Dio media vuelta y salió del lugar dejando solos a los recién llegados con Franco. Gabriel tomó del brazo suavemente a Antonia en un gesto de silencio y decidió intervenir.

–Lamento el incidente, Franco –expuso con suavidad–, te pido que entiendas...

–¡Que entienda qué! –Explotó–, que a pesar de las constantes súplicas que le hice a mi mujer, de las humillaciones, de las veces que me hinqué frente a ella –con la voz quebrada– durante todo este tiempo que la fui a buscar a México, ella sigue creyendo que yo soy un infeliz y que la mujer que vive conmigo en esta casa es mi amante. No, Gabriel, no estoy dispuesto a entender ni una sola cuestión más –tajante.
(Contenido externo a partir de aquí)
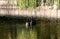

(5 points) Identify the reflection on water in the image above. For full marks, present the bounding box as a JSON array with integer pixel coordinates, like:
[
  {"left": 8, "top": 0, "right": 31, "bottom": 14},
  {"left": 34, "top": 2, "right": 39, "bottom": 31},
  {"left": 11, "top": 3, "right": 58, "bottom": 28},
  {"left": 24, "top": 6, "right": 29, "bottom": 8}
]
[{"left": 0, "top": 20, "right": 60, "bottom": 39}]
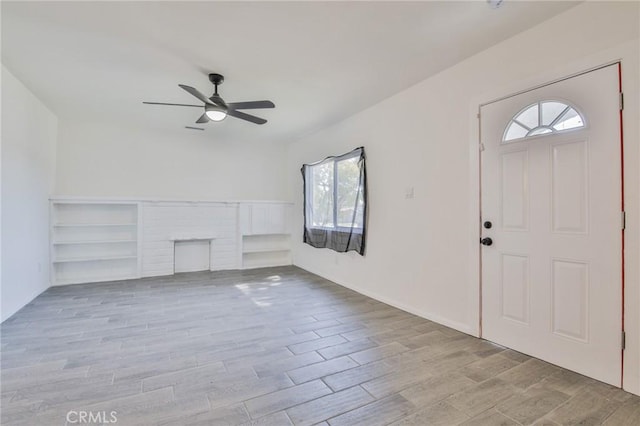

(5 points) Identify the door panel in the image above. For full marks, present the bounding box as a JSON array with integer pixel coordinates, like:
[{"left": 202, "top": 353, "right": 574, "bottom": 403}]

–Hombre, no puedes pretender que las cosas se olviden de la noche a la mañana, recuerda que Elena confesó...

–¡Confesó una mentira! –Sentenció–, pero me queda claro que eso ustedes no pueden entenderlo y no quieren escuchar explicaciones, así que –suspiró mirando fijamente a Antonia– si quieres seguir creyendo que me quedé con ella y que soy lo peor, ya entendí con esto que no podré hacerte cambiar de opinión y finalmente, creo que no soy yo quien se queda perdiendo, buen día.

Franco se retiró hacia el interior de la casa dejando a los recién llegados en el mismo sitio en donde estaban, pues todavía intentaban procesar lo ocurrido.

–¿Qué no quedamos en que se comportaría, suegra? –Expresó Gabriel con preocupación.

–No pude evitarlo –frustrada–, me dio tanta rabia verlos juntos y con las manos unidas en... –suspiró negada– de verdad no entiendo cómo es posible que me digan que no hay nada entre ellos –herida–, ¿viste su cercanía?

–Antonia... –suspiró–, de este modo no vamos a lograr nada, con esto que hiciste dudo que nos reciban fácilmente. Entiendo tu enfado, pero, ¿qué pasaría si lo que tanto afirman fuese cierto?

–¿De qué hablas? –Desconcertada con la pregunta.

–Sí, suegra –reiteró pensativo–, tanto Franco como Elena han dicho que lo que supuestamente usted escuchó en aquella llamada que ella confesó es una mentira, ¿qué pasaría si eso resultara cierto?

Antonia se quedó pensativa, pero de inmediato volvió a su actitud soberbia. –Eso no fue una mentira, ¡por Dios!, si yo no la hubiera escuchado confesarlo al teléfono hace casi seis años, al día de hoy es muy probable que nos siguieran viendo la cara. ¡Fue un error venir a buscar a Franco!